Back in 2005 I had no reason to know the intricacies of these different kinds of elder care facilities, let alone how to pay for them. Maybe the distinctions are hazy for you as well. But if you are the child of aging parents, the need to access these services may be in your future, too, ready or not. My story will demystify these terms as I sought to care for my mother in a way that worked for my whole family.

I wish all of you a caregiving journey as free of guilt and worry as humanly possible—a journey that few of us look forward to, but that can bring us much appreciation and tenderness. 
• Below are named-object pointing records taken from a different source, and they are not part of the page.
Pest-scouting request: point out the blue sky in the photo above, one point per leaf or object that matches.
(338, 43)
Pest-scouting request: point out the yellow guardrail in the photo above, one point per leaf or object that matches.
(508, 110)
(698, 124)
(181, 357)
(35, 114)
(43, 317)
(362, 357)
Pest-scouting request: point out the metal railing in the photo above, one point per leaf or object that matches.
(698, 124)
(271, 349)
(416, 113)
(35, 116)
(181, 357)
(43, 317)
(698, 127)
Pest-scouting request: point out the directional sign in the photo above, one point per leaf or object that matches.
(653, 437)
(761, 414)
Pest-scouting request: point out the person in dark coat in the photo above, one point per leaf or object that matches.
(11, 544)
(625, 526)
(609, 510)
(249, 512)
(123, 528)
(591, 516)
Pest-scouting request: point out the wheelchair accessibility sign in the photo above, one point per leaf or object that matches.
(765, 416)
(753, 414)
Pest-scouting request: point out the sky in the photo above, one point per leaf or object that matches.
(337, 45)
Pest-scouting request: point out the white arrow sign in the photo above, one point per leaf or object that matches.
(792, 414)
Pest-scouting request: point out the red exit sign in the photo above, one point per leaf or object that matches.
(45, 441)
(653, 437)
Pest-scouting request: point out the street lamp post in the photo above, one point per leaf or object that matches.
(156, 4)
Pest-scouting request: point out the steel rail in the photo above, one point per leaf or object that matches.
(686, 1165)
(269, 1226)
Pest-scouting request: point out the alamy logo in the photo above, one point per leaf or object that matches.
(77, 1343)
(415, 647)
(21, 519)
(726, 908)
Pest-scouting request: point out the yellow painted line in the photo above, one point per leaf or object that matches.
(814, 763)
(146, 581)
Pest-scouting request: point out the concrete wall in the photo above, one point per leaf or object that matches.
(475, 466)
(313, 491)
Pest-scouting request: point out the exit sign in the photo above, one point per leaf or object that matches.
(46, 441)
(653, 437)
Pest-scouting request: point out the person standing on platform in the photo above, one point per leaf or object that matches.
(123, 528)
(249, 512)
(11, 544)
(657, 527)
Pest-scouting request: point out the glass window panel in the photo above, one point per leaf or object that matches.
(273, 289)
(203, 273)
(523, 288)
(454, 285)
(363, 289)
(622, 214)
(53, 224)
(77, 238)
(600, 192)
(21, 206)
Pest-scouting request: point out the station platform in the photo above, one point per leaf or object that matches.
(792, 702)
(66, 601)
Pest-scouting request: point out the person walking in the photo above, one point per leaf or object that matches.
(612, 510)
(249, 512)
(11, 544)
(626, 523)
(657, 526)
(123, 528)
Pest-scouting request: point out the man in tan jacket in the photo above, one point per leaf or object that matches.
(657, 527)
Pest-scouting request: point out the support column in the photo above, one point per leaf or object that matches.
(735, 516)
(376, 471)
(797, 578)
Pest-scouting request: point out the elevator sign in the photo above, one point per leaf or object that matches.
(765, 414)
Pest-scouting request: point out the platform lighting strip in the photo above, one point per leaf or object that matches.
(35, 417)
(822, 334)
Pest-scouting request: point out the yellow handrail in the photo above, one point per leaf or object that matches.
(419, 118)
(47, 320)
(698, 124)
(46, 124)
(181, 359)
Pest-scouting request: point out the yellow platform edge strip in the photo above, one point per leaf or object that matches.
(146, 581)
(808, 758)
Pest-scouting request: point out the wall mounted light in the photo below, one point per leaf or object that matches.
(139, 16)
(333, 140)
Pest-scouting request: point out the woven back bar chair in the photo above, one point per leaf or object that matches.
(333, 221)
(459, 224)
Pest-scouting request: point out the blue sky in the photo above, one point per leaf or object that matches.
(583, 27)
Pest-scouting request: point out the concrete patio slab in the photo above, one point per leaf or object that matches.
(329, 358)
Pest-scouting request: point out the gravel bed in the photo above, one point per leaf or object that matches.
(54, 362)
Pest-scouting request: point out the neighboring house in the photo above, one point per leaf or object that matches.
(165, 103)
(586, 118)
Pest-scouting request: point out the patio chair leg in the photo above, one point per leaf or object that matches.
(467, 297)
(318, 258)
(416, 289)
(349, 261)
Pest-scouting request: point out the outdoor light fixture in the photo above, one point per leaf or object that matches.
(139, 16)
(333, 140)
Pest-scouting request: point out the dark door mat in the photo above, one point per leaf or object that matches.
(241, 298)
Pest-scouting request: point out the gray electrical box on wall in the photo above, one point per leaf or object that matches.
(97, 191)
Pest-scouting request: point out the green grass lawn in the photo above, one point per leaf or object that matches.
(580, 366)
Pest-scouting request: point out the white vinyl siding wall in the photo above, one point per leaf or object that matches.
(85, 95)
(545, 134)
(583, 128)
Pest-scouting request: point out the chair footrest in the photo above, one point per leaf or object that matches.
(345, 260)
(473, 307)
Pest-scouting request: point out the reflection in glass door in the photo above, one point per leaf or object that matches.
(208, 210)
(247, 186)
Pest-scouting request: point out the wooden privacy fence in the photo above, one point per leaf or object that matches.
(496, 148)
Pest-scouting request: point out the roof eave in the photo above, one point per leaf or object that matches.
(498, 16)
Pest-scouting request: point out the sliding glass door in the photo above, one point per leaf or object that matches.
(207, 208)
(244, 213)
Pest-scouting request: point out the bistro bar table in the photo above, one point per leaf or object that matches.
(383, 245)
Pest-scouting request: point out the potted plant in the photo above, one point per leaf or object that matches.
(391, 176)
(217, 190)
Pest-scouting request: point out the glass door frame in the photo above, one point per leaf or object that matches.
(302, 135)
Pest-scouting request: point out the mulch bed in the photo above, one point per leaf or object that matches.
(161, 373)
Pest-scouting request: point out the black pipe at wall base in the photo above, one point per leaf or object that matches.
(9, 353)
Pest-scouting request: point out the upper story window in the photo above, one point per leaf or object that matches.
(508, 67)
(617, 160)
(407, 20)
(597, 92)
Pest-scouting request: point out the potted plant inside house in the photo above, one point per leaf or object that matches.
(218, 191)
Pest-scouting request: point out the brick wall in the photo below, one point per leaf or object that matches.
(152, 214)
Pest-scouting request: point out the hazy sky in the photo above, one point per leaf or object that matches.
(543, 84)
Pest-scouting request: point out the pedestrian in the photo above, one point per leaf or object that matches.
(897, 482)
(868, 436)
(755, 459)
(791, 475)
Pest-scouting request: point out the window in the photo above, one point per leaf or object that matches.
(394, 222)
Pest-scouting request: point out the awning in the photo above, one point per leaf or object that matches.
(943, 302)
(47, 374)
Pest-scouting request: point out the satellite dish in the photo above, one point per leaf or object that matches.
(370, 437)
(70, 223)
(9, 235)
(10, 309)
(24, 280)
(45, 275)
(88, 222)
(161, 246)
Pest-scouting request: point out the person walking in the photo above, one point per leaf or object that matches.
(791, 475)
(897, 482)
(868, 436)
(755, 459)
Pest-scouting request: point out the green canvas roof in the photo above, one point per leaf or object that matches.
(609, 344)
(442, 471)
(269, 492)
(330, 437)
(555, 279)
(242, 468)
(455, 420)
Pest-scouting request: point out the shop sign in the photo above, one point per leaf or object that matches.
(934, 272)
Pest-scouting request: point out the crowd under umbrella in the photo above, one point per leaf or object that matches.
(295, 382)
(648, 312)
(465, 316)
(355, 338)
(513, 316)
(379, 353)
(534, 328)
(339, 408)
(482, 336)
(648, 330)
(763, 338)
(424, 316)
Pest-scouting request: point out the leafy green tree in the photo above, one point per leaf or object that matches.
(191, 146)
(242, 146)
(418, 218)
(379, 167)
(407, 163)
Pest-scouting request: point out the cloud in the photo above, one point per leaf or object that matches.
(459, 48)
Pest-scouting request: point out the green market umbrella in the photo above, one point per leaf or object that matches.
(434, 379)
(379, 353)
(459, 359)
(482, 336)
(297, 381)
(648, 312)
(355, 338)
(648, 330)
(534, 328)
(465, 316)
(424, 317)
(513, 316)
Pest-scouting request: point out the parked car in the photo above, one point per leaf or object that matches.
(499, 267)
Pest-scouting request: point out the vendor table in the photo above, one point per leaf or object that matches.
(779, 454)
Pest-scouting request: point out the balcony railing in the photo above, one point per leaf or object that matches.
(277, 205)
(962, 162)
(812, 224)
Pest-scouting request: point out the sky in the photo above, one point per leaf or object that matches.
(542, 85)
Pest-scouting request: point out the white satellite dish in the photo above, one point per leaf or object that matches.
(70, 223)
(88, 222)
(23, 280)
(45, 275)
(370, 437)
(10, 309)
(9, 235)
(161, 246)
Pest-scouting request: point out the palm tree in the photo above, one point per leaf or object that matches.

"Inside the Dementia Epidemic: A Daughter's Memoir" is also a call to action for:
  • more compassionate dementia care
  • radical changes in the culture of elder care
  • a substantial increase in federal funding for dementia research, and
  • more support for care and services for people living with Alzheimer's disease and other dementias, and their care partners.

Click here to read the Preface, three sample chapters, and one of the appendices ("Sweet Poison: The Toxic Tide of Sugar") from Inside the Dementia Epidemic: A Daughter's Memoir.


Excerpts from Amazon reviews...
I received this book in today's mail and have finished it before 8 pm! The honesty by the author about her feelings toward her mother and her care were heart felt and thought-provoking.
Alzheimers is a disease that impacts many families and, unfortunately, the caregiver support is not what it should be. Ms. Stettinius' memoir shows the need for more support not only for the patient, but for the caregiver. I struggle now with where to turn for decisions about care, Medicare/Medicaid, placements, medication, etc....it's good to know we are not alone, but sad to know we are in this position.

Inside the Dementia Epidemic is so much more than a fine memoir of a daughter whose mother suffers from Alzheimer's disease--it is a resource to fight, perhaps even prevent, a mass destruction that is ready to overtake the next generation. Baby boomers will be well-advised to read this book, as it may well be the equivalent of Rachel Carson's Silent Spring, which warned of toxic chemicals in our water and earth. Martha Stettinius's combination of personal story, guide to care resources, and scientific and legal research outlines the equally deadly 'silver tsunami' of Alzheimer's and other dementias that will soon overtake us, unless we learn more, and learn fast. Part step-by-step primer on how to care for stricken parents, part educational antidote to save ourselves, Inside the Dementia Epidemic: A Daughter's Memoir is a prescient work of our eleventh hour.

A wonderful, heartfelt diary of what it feels like to be a family member of someone with an irreversible dementia. Inside the Dementia Epidemic is valuable not only for family members who sometimes feel as if they are alone in this journey, but also for healthcare professionals who need to understand the impact this disease has on families. Martha writes not only from the heart (how it feels) but from her head (what she would have done and asked over the years, had she known then what she knows now), and that is the strength of this book.

Stettinius gives us her gift for insight into her often turbulent relationship with her mother with dementia in this book. This is a very informative story about being the caregiver for an elder with dementia, but she takes it many steps beyond by including a wealth of information about diagnosis, planning for long-term care, promoting improved working conditions for staff as well as enriching the environment surrounding the elders with dementia. I highly recommend you read this book if you have anything at all to do with elders with dementia.

While this mother daughter story is specific to a relationship bound by the emotional, social, medical and fiscal challenges of dementia, it has universal appeal as the story of a daughter discovering her mother just as she is "losing" her. The author is unsparing in her honesty and inspiring in her ability to find and share joy.